3 weeks of combined vaction and sick pay (known as PTO -Personal Time Off) is pretty standard. I’ve got 4 weeks (as good as it’s ever going to get with my present employer) because I’ve got 5 years here.

I think the price of gasoline has a lot more to do with the dearth of NP visitors than what has been the pretty much standard - in the private sector, which is still > 50% of the economy - vacation time.

 
Written By: bud
URL: http://
I don’t know if this bears directly or not on Bruce’s point, but I’ll toss it out there....

Most of you know I camp rather a lot. I have a 21ft camper trailer that I use every weekend that there’s enough in the kitty, which is about every other weekend, plus whatever vacations I managed to get. I do keep a full kitchen active in the thing April to late October, (Big freezer) as well as a three full sets of clothing... which means if we get the itch on a Friday night, all we have to do is drop hitch, and go. (This has the added tactical advantage of providing food and shelter in an emergency situation... food and shelter that can go where we go, at need) I know I’m not alone in this addiction. (Snork)

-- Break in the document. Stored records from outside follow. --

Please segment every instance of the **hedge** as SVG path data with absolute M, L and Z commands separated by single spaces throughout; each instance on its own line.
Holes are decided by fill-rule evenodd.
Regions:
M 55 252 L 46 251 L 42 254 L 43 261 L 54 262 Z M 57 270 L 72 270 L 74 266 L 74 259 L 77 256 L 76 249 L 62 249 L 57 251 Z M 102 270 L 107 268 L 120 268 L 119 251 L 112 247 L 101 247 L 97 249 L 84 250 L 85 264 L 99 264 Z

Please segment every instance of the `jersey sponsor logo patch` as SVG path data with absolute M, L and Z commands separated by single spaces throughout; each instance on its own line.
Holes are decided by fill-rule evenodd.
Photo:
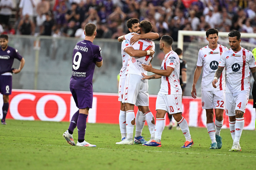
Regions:
M 238 55 L 237 54 L 235 54 L 233 53 L 231 55 L 231 56 L 233 56 L 233 57 L 240 57 L 241 55 Z
M 210 63 L 210 67 L 212 70 L 215 70 L 218 68 L 219 63 L 216 61 L 213 61 Z
M 235 63 L 231 66 L 232 70 L 234 72 L 237 72 L 239 71 L 240 70 L 240 65 L 237 63 Z
M 211 51 L 209 52 L 209 54 L 219 54 L 219 52 L 213 52 Z
M 10 56 L 0 56 L 0 59 L 8 59 L 10 58 Z

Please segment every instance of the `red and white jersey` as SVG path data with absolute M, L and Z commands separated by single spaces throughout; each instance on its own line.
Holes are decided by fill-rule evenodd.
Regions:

With that background, then to the point:
Time, with such a setup is a bit less of a factor, if you’re doing local...say, 500 miles or less, and is still less of a factor than might otherwise be, for other types of park visitors, when doing the long haul...500+ miles. I’m within Friday -night -after -work shooting distance of several national parks and even more very nice state parks.

So, given the numbers of families like ours, which is still growing, by the way, I think the quoted woman’s point about time limits to be a little off the center, though such time limitations do enter the equation, eventually.

But I should think that in both cases, simple visitors and campers alike, the bigger problem is costs of fuel will have caused at least some of the drop off in park visitation, even more so than the lesser vacation lengths in the private sector. I mean, granted that given the type of vacation time alloted me in my current job(s0 I can’t drive to Yellowstone, but who can with the cost of fuel anyway, trailer or not? Hauling a trailer or not, the expense of getting around on a vacation is getting to be a bigger concern, and is perhaps going to be the biggest single limitation this summer, and for the past few, actually.